Für 21 km ins Flugzeug gestiegen
Der CO2-Ausstoss während der WEF-Woche habe sich im Vergleich zu einer Durchschnittswoche vervierfacht, so das Ergebnis der Untersuchung. Die Privatjets stiessen während der WEF-Woche demnach 9700 Tonnen CO2 aus – das entspricht den wöchentlichen Emissionen von 350'000 Autos.
In den Augen von Greenpeace besonders problematisch: 38 Prozent der Privatjetflüge während des WEF waren Ultrakurzstreckenflüge unter 500 km. «Solch eine Strecke lässt sich problemlos mit dem Zug zurücklegen», echauffiert sich Iris Menn (51), Geschäftsleiterin von Greenpeace Schweiz.

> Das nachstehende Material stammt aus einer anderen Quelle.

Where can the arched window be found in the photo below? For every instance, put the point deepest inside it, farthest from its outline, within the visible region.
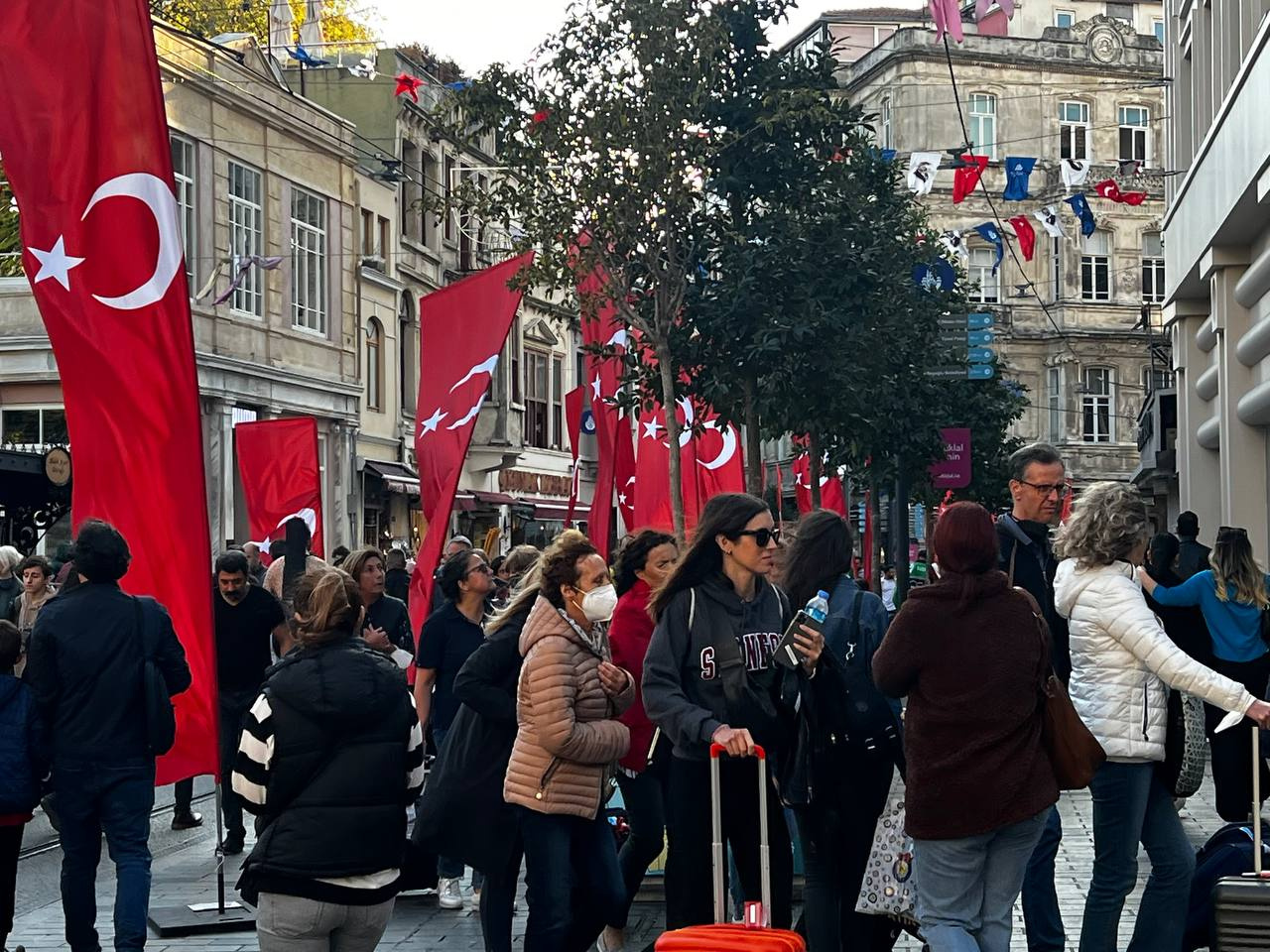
(408, 353)
(373, 365)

Sechs Prozent der Flüge waren gar weniger als 100 km weit. Der kürzeste legte gerade einmal 21 km zurück. Der betroffene Flug ging von Friedrichshafen (D) nach Altenrhein SG – ein Katzensprung über den Bodensee. Mit dem Auto hätte die Fahrt nur eine Stunde gedauert.
WEF will Teilnehmende zum Umstieg bewegen
Bei der anstehenden WEF-Ausgabe in der kommenden Woche erwartet Greenpeace ähnlich viele Privatjetflüge und CO2-Emissionen. «Ökologische Heuchelei», nennt Menn das. «Die Reichen und Mächtigen schwärmen nach Davos, um sich hinter verschlossenen Türen über das Klima und die Ungleichheit zu unterhalten – und benutzen dafür das dreckigste aller Verkehrsmittel.» Besonders stossend sei, dass dies nun erneut passiere, während in ganz Europa einige der wärmsten Januartage der Messgeschichte aufgezeichnet würden.
Tatsächlich behauptet das WEF von sich selber, klimaneutral zu sein. Sämtliche CO2-Emissionen würden kompensiert. Die Verantwortlichen geben aber zu, dass der Transport den Löwenanteil der CO2-Emissionen ausmacht. Das WEF will diese Emissionen laut eigenen Aussagen reduzieren – und lockt mit Rabatten: Wer mit dem Zug anreist, muss nur den halben Teilnahmebeitrag bezahlen.